Are you worried that your dog might have a yeast infection in their paw? A yeast infection in a dog’s paw can be a bothersome and uncomfortable condition. 

Fortunately, these types of infections are fairly easy to detect and respond well to treatment if caught early. The key to catching them early is knowing what to look for.

In this article, we’ll explore the causes, symptoms, diagnosis, and treatment options for these infections. By gaining a comprehensive understanding of paw yeast infections, you’ll be equipped to provide your canine companion with the care and attention they need.

Key facts:

  • Dog paw yeast infections are most often caused by an overgrowth of the yeast species Malassezia pachydermatis.
  • Allergies are the most common underlying reason why dogs get yeast infections on their paws. 
  • Common signs of paw yeast infections include paw licking due to persistent itching, redness, unpleasant odor, and hair loss.
  • Medicated shampoos are used to treat mild-to-moderate paw yeast infections.
  • Severe paw yeast infections may require several months of treatment with oral antifungal medications. 
  • Preventive measures such as proper paw hygiene, underlying allergy management, immune system support, and regular veterinary check-ups can help target paw yeast infections and reduce the risk of recurrence.

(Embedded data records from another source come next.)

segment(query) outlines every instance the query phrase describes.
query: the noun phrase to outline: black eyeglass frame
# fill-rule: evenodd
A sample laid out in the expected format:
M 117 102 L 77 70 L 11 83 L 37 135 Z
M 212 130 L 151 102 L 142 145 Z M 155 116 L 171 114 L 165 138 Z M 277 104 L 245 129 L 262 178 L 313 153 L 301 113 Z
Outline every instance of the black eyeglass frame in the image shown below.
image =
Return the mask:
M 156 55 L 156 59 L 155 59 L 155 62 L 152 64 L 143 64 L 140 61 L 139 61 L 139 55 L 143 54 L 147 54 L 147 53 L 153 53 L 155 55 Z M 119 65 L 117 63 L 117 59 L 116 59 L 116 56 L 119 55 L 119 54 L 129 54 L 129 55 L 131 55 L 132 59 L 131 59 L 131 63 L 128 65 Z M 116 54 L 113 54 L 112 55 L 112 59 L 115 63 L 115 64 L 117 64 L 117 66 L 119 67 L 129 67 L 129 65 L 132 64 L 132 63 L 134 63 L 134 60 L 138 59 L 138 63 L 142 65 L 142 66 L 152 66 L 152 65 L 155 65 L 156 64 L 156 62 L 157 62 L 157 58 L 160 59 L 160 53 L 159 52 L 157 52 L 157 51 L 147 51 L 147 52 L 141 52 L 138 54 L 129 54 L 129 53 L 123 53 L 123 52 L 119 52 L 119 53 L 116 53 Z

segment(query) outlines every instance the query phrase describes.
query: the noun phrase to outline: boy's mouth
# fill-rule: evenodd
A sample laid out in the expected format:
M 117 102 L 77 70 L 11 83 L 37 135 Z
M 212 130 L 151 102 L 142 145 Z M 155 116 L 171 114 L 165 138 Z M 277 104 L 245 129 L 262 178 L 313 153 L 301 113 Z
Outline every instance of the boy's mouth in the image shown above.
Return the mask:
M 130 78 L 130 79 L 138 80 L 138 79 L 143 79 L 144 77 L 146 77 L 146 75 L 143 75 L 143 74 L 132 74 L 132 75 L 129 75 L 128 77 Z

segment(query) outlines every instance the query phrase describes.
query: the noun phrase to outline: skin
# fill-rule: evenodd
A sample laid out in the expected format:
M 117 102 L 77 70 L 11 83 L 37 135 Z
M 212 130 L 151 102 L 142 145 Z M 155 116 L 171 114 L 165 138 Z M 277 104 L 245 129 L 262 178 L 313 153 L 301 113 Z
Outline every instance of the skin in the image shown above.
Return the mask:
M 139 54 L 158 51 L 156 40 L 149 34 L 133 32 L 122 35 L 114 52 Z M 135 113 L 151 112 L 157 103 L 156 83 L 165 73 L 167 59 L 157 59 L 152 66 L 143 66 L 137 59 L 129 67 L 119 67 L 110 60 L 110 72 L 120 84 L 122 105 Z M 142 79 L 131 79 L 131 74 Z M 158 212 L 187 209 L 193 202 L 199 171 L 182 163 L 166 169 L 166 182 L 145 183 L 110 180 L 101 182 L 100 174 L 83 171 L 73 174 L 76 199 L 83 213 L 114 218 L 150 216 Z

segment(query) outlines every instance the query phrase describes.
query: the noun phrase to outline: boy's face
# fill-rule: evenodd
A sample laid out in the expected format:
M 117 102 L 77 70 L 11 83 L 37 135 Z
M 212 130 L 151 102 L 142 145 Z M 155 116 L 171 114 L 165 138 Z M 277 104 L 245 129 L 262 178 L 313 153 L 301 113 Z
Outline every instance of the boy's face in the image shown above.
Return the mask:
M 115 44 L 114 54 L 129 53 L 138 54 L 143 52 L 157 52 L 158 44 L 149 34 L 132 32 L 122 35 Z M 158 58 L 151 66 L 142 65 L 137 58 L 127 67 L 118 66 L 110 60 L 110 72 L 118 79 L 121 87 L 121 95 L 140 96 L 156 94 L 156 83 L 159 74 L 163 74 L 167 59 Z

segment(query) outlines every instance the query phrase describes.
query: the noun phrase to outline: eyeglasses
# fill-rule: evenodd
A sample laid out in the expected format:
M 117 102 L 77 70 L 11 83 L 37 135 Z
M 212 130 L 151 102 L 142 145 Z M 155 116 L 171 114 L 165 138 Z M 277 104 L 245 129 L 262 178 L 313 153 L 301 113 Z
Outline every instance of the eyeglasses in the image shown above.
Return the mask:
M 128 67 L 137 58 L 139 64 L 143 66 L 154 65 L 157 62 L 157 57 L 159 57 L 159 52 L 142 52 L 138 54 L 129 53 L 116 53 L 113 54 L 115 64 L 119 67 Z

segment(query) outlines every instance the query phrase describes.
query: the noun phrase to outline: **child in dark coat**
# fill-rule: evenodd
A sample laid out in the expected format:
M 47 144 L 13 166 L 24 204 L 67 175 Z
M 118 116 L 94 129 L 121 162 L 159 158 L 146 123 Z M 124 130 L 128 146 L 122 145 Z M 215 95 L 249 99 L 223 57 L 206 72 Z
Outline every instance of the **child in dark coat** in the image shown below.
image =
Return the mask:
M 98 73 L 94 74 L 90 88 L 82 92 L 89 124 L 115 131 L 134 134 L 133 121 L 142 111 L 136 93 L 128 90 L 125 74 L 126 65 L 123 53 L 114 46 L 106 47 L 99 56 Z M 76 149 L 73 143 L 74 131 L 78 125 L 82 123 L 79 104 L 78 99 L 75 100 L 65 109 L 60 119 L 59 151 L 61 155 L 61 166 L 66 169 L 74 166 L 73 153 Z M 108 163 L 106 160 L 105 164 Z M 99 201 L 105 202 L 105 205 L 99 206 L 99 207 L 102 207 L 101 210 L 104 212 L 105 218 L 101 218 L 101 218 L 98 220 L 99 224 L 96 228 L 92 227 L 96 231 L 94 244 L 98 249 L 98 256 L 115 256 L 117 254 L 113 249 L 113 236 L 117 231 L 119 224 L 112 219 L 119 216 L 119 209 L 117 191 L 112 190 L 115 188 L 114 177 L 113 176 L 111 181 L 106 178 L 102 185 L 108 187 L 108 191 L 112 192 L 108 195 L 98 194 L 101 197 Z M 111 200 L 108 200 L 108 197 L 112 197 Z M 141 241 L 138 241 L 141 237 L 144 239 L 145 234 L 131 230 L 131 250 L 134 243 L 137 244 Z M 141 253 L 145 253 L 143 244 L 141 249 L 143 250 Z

What Is a Dog Paw Yeast Infection?

A dog paw yeast infection, also called yeast dermatitis, is a fungal infection caused by an overgrowth of yeast on the skin of a dog’s paw or paws. The culprit is usually Malassezia pachydermatis, a yeast species that is normally found in small numbers on the healthy skin of most animals.

However, when conditions are right, the yeast can begin to overgrow. This overgrowth of yeast results in an infection that can cause skin irritation, itching, inflammation, redness, and a bad odor. It can also affect the dog’s nails and cause them to become brittle or discolored.

Areas of Yeast Overgrowth on a Dog’s Paws 

Yeast likes to grow in warm, moist environments. It is also more likely to cause a skin infection when the surface of the skin is damaged or there is added moisture from sweat, saliva, or frequent contact with water.  

Because of this, we typically see yeast infections on three main areas of a dog’s paws: 

Between their toes. The skin between a dog’s toes is warm and moist, making it the ideal environment for yeast overgrowth.  

On their paw pads. If you look at the bottom of a dog’s foot and see redness and notice a foul odor, your dog might be dealing with a paw pad yeast infection. Our pups are likely to lick or bite at this area if they feel itching or discomfort, which can make yeast infections worse. 

In their nail beds. A dog nail bed yeast infection happens when excess moisture gets trapped in and around a dog’s nail bed. Pet parents may notice a brown discharge near a dog’s nail bed along with redness and swelling.   

What Causes Yeast Infections on a Dog’s Paw?

Close-up of a dog's front paws resting on a concrete surface, highlighting the pads and claws.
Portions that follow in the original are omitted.